In your custom recipe, you could then do something like this:
# Your custom regex etc. that adds matched character spans
stream = add_your_character_spans(stream)
# Add "tokens" key to the tasks, either with words or characters
stream = add_tokens(nlp, stream, use_chars=highlight_chars)
According to your guiding, I solved the problem through my custom recipe, by self-carving the add_your_character_spans function. Thanks a lot for your help.
Now, I have a further question. Can I customize spaCy's Tokenizer class, so that I can use --patterns(with Token Matcher) to get the same result?
If so, It's convenient for the situation that one sentence includes Chinese and English at the same time. Then we can tokenize English by word-based, and Chinese by character-based within a sentence.
As long as as you just want to split all Chinese characters (rather than any kind of real word segmentation), I think you can modify the English tokenizer settings to do this.

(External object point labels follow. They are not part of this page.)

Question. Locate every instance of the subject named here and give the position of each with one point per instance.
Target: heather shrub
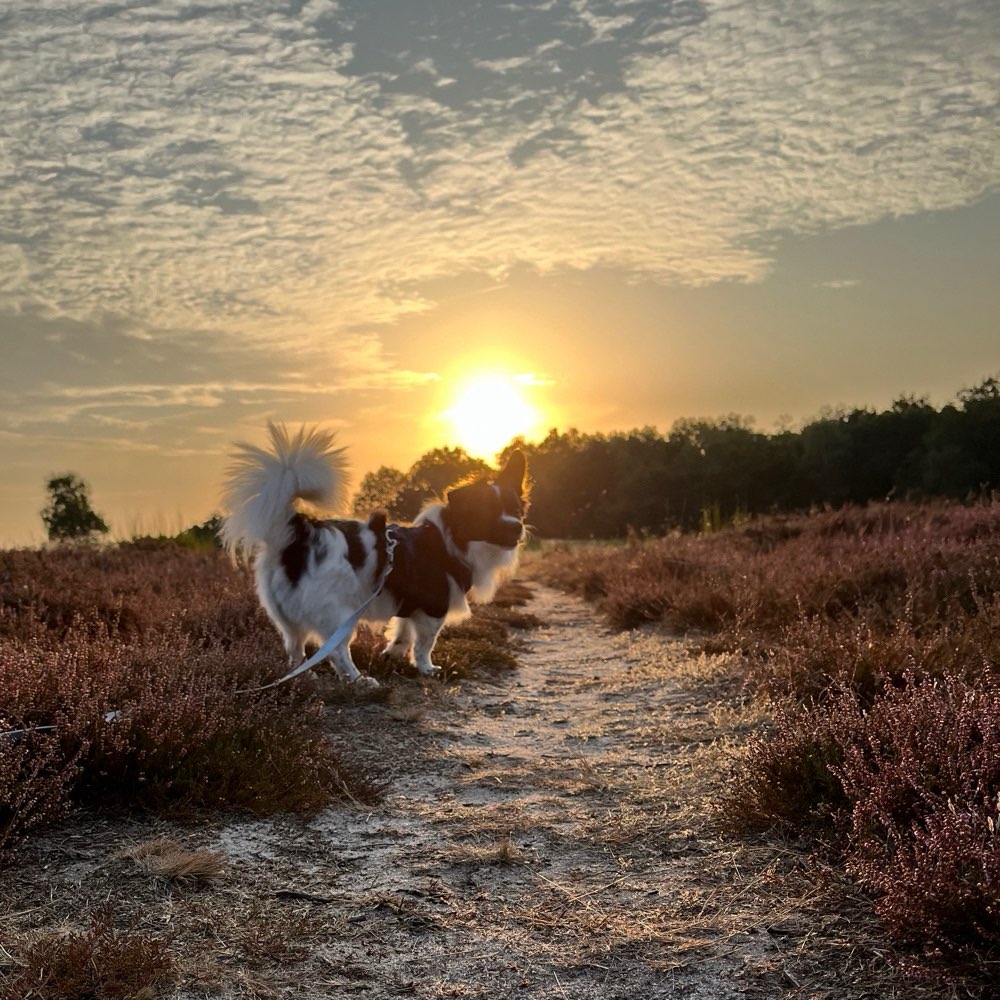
(787, 778)
(876, 631)
(923, 777)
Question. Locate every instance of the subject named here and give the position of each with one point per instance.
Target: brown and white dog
(313, 573)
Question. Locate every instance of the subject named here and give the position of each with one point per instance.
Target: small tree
(69, 516)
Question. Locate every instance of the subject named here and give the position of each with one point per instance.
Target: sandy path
(538, 839)
(546, 832)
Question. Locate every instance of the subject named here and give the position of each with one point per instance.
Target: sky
(403, 218)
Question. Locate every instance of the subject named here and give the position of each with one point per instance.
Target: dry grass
(878, 630)
(165, 858)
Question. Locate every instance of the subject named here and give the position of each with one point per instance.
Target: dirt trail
(533, 842)
(546, 832)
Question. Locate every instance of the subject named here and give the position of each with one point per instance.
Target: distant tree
(401, 495)
(69, 516)
(204, 536)
(380, 490)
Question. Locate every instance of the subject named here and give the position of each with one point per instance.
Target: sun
(488, 411)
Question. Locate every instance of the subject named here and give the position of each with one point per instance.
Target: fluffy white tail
(262, 486)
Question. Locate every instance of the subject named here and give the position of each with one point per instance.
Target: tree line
(705, 473)
(699, 476)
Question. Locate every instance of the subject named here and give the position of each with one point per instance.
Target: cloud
(286, 176)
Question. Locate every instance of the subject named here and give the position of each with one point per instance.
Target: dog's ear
(513, 473)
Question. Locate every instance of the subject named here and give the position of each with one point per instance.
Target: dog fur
(313, 573)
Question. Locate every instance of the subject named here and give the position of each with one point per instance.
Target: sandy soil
(547, 832)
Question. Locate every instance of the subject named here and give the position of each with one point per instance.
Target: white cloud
(247, 170)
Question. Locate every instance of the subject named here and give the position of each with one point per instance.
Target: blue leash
(344, 632)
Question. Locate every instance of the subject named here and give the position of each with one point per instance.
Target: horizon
(393, 218)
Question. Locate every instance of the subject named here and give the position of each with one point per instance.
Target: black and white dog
(313, 573)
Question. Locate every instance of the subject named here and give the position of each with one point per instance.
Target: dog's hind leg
(341, 659)
(425, 633)
(400, 636)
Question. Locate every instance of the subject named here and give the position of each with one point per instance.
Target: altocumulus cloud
(261, 167)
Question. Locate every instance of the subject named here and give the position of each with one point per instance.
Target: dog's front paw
(397, 651)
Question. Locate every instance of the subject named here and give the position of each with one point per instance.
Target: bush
(877, 631)
(135, 656)
(101, 962)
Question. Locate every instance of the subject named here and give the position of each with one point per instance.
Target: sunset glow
(488, 411)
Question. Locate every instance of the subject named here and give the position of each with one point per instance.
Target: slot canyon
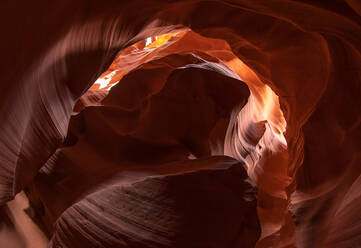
(180, 124)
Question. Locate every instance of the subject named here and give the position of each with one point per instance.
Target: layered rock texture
(155, 123)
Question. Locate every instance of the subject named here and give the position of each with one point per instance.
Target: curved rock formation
(275, 84)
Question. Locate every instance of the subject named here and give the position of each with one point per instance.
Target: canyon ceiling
(190, 123)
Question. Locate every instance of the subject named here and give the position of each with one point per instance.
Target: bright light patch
(103, 82)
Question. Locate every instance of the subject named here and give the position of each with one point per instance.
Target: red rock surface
(275, 84)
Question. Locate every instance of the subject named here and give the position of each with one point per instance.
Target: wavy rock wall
(274, 84)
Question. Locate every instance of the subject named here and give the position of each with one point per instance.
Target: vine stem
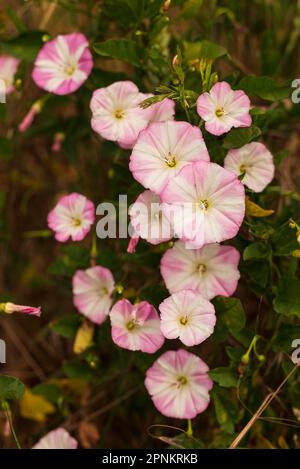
(6, 409)
(189, 431)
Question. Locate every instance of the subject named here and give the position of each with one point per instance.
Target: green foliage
(10, 388)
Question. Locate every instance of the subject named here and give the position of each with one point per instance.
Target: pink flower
(179, 384)
(116, 113)
(223, 108)
(253, 163)
(57, 439)
(92, 292)
(136, 327)
(162, 150)
(63, 64)
(8, 69)
(72, 217)
(211, 270)
(10, 308)
(163, 111)
(148, 220)
(187, 315)
(205, 202)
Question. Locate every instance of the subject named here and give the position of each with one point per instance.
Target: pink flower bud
(10, 308)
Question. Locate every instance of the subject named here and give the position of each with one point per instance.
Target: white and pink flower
(163, 110)
(57, 439)
(211, 270)
(188, 316)
(148, 220)
(223, 108)
(136, 327)
(92, 292)
(116, 113)
(253, 164)
(72, 217)
(179, 385)
(162, 150)
(63, 64)
(8, 68)
(205, 203)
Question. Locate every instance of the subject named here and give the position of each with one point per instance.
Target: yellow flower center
(76, 221)
(181, 380)
(170, 160)
(119, 113)
(201, 268)
(220, 112)
(70, 69)
(203, 204)
(131, 325)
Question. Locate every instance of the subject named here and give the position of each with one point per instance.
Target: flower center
(203, 204)
(119, 114)
(131, 324)
(201, 268)
(103, 291)
(183, 320)
(69, 69)
(170, 160)
(181, 381)
(220, 112)
(76, 221)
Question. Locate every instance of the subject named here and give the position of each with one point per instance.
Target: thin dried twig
(269, 398)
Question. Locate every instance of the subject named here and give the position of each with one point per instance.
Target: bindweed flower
(179, 385)
(136, 327)
(205, 204)
(30, 116)
(163, 111)
(148, 220)
(57, 439)
(92, 292)
(116, 113)
(253, 163)
(10, 308)
(223, 108)
(162, 150)
(211, 270)
(63, 64)
(72, 217)
(188, 316)
(8, 69)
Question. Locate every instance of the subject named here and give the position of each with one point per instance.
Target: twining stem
(267, 401)
(189, 431)
(6, 409)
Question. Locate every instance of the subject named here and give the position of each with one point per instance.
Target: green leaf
(284, 241)
(237, 138)
(264, 87)
(67, 326)
(287, 300)
(230, 312)
(122, 49)
(257, 251)
(6, 148)
(224, 376)
(10, 388)
(25, 46)
(203, 50)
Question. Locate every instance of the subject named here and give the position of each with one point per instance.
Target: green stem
(189, 431)
(6, 409)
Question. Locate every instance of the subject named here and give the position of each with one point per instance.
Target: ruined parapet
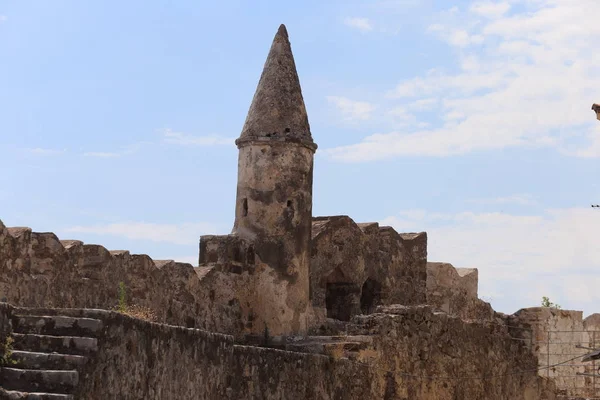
(454, 291)
(338, 267)
(39, 270)
(356, 267)
(592, 323)
(559, 339)
(402, 266)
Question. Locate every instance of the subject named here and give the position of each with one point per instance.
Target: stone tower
(275, 176)
(259, 274)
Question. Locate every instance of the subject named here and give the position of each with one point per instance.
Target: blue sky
(469, 120)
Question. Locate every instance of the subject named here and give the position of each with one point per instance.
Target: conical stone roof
(277, 111)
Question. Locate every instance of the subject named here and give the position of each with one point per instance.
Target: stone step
(34, 380)
(66, 312)
(57, 325)
(327, 347)
(15, 395)
(54, 344)
(55, 361)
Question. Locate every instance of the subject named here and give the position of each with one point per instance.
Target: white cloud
(101, 154)
(42, 151)
(490, 9)
(362, 24)
(530, 85)
(553, 254)
(352, 110)
(423, 104)
(127, 150)
(190, 140)
(519, 199)
(181, 234)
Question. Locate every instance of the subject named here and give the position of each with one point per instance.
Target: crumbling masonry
(285, 307)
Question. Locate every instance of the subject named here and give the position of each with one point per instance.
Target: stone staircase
(48, 353)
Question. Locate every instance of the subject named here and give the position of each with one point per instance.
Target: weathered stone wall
(39, 270)
(435, 356)
(5, 327)
(355, 267)
(142, 360)
(416, 354)
(454, 291)
(554, 335)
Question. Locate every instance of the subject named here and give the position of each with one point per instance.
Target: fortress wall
(554, 335)
(142, 360)
(355, 267)
(471, 360)
(138, 359)
(39, 270)
(454, 291)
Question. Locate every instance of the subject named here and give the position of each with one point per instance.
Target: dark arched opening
(341, 300)
(370, 296)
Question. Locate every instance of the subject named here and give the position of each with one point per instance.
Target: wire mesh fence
(574, 379)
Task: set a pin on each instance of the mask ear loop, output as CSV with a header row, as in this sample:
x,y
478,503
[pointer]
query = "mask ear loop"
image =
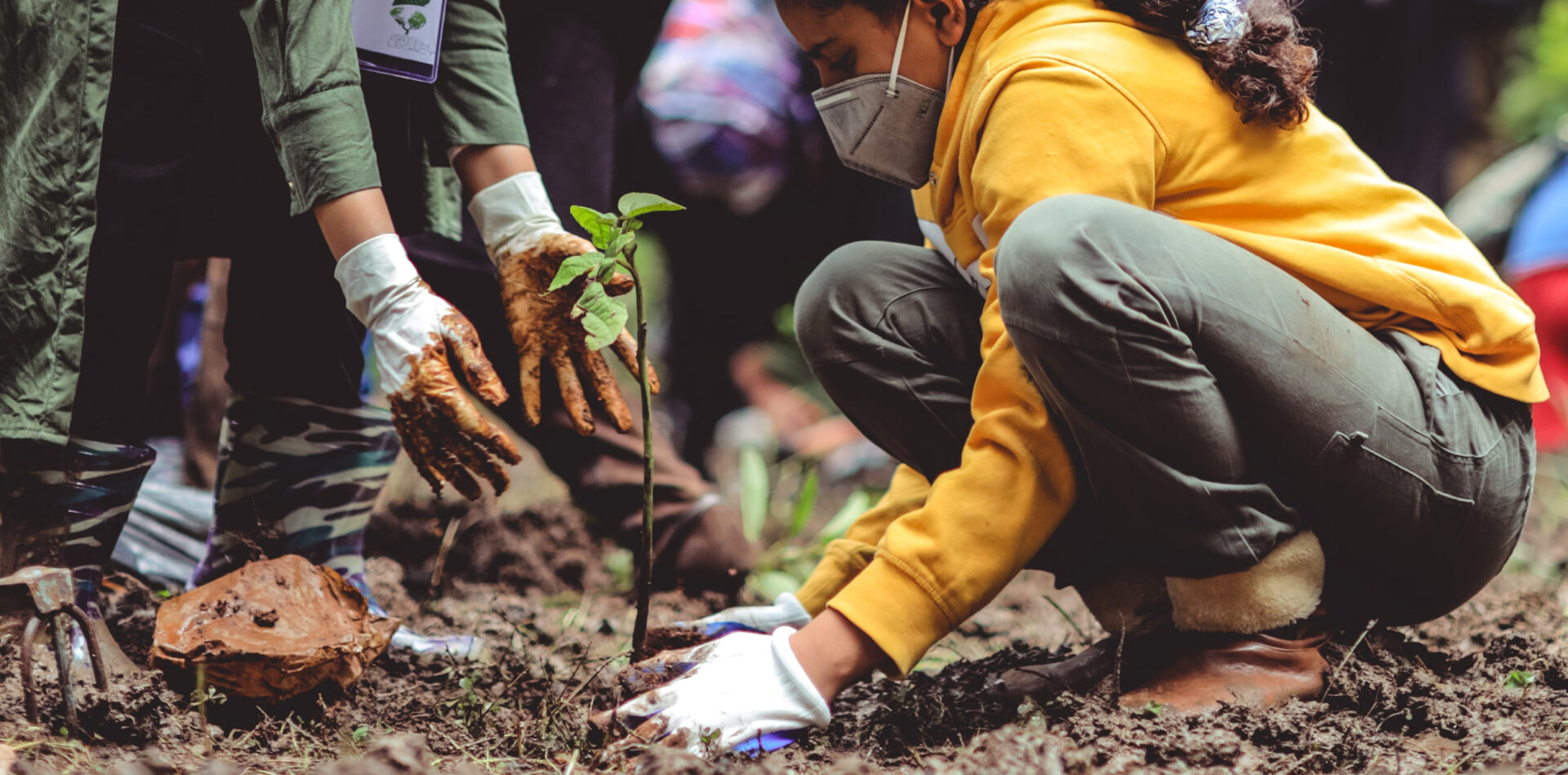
x,y
952,59
898,52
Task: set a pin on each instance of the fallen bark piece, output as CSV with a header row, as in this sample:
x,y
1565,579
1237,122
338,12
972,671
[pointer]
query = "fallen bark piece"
x,y
272,630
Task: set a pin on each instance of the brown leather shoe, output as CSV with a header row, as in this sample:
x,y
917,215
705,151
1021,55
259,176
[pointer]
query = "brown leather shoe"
x,y
1258,670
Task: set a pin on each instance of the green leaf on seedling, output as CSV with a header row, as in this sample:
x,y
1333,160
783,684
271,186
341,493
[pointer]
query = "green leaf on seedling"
x,y
635,204
1518,679
621,242
574,267
753,493
853,507
599,314
1152,710
601,226
804,504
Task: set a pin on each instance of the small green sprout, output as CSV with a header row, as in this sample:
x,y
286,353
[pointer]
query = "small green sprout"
x,y
1150,710
615,236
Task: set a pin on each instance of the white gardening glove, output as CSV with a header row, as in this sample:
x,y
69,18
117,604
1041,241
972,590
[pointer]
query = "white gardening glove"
x,y
784,612
741,693
414,333
528,243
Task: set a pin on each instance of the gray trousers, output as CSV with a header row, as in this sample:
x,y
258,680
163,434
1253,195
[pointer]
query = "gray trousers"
x,y
1214,405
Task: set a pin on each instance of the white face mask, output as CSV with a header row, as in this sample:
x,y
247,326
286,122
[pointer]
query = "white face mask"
x,y
884,124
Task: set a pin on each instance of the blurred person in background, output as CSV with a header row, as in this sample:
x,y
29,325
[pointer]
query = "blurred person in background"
x,y
1235,427
726,121
303,456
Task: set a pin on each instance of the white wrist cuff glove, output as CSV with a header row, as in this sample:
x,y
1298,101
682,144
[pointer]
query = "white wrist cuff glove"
x,y
513,214
381,287
745,691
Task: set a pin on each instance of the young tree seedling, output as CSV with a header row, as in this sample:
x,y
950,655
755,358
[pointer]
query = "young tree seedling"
x,y
615,236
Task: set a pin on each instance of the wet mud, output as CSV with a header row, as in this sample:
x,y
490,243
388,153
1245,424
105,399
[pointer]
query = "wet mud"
x,y
1484,689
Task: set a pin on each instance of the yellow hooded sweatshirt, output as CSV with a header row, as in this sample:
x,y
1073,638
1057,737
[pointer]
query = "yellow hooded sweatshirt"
x,y
1062,96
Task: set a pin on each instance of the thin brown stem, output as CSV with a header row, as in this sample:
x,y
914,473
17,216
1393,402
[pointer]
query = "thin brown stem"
x,y
647,586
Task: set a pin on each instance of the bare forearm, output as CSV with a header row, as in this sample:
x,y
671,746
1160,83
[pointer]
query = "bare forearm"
x,y
480,167
353,218
835,653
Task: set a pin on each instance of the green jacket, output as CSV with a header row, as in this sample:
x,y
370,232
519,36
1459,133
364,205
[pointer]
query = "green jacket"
x,y
57,59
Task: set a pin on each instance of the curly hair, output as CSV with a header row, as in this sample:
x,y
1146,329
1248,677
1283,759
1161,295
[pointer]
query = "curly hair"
x,y
1267,73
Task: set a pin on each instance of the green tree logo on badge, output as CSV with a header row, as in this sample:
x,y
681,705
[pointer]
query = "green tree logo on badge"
x,y
414,20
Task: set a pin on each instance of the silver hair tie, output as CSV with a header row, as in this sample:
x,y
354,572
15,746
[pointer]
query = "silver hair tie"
x,y
1218,22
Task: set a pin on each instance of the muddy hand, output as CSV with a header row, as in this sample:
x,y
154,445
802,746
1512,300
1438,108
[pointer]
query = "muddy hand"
x,y
416,336
742,693
784,612
528,243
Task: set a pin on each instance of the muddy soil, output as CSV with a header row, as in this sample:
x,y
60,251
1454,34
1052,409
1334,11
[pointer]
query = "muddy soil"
x,y
1431,698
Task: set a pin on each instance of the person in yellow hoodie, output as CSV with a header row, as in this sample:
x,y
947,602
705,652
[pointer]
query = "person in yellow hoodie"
x,y
1176,339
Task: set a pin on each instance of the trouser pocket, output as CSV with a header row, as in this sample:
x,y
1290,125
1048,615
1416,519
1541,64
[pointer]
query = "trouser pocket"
x,y
1410,528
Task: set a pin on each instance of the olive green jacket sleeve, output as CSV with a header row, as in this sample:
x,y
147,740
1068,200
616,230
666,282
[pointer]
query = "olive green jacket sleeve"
x,y
311,98
56,60
475,102
475,95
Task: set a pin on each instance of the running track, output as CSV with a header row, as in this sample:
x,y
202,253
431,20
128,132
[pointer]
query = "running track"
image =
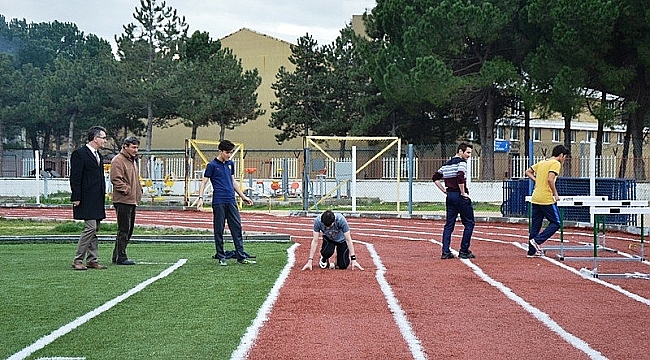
x,y
410,304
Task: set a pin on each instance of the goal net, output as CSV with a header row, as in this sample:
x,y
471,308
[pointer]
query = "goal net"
x,y
354,172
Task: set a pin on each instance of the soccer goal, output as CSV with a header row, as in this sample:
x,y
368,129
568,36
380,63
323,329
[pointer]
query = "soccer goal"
x,y
198,153
348,170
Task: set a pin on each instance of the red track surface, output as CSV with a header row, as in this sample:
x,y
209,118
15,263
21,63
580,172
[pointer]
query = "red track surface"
x,y
500,305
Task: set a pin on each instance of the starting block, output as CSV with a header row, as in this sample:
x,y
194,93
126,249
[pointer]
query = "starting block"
x,y
599,214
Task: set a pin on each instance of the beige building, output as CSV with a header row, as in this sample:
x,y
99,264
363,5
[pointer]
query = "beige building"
x,y
256,51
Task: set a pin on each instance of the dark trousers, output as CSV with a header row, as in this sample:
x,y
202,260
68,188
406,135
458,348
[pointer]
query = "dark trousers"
x,y
456,205
220,214
342,252
87,246
538,214
125,223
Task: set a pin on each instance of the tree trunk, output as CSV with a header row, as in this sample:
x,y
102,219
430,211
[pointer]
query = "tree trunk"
x,y
2,150
622,170
566,169
485,112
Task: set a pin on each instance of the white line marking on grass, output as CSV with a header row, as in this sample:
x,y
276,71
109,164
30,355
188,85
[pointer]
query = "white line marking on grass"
x,y
398,313
573,340
48,339
247,341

This will treat any characters in our predefined CJK character class as a single token by finding them as prefixes, suffixes, and infixes:
import spacy
from spacy.lang.char_classes import _cjk
nlp = spacy.blank("en")
# alternative: some English model with existing components/vectors
# nlp = spacy.load("en_core_web_sm")
prefixes = list(nlp.Defaults.prefixes) + [r"[{c}]".format(c=_cjk)]
suffixes = list(nlp.Defaults.suffixes) + [r"[{c}]".format(c=_cjk)]
infixes = list(nlp.Defaults.infixes) + [r"[{c}]".format(c=_cjk)]
nlp.tokenizer.prefix_search = spacy.util.compile_prefix_regex(prefixes).search
nlp.tokenizer.suffix_search = spacy.util.compile_suffix_regex(suffixes).search
nlp.tokenizer.infix_finditer = spacy.util.compile_infix_regex(infixes).finditer
nlp.to_disk("/path/to/en_zhchar_model")
Then use /path/to/en_zhchar_model
as the base model when calling prodigy. You can also provide a different character range here if the _cjk
one isn't quite what you want.
And for the tokenizer to handle the English tokens like it would in plain English text (mainly in terms of the exceptions), they need to be separated from the Chinese characters by whitespace. If you have something like can't
without separating whitespace it might not get split into ca n't
, depending on the context.
To do this more consistently, you would want to identify the spans in each writing system and tokenize them separately. This is totally possible if you'd like to do it, but would require a bit more effort than just modifying the tokenizer as above.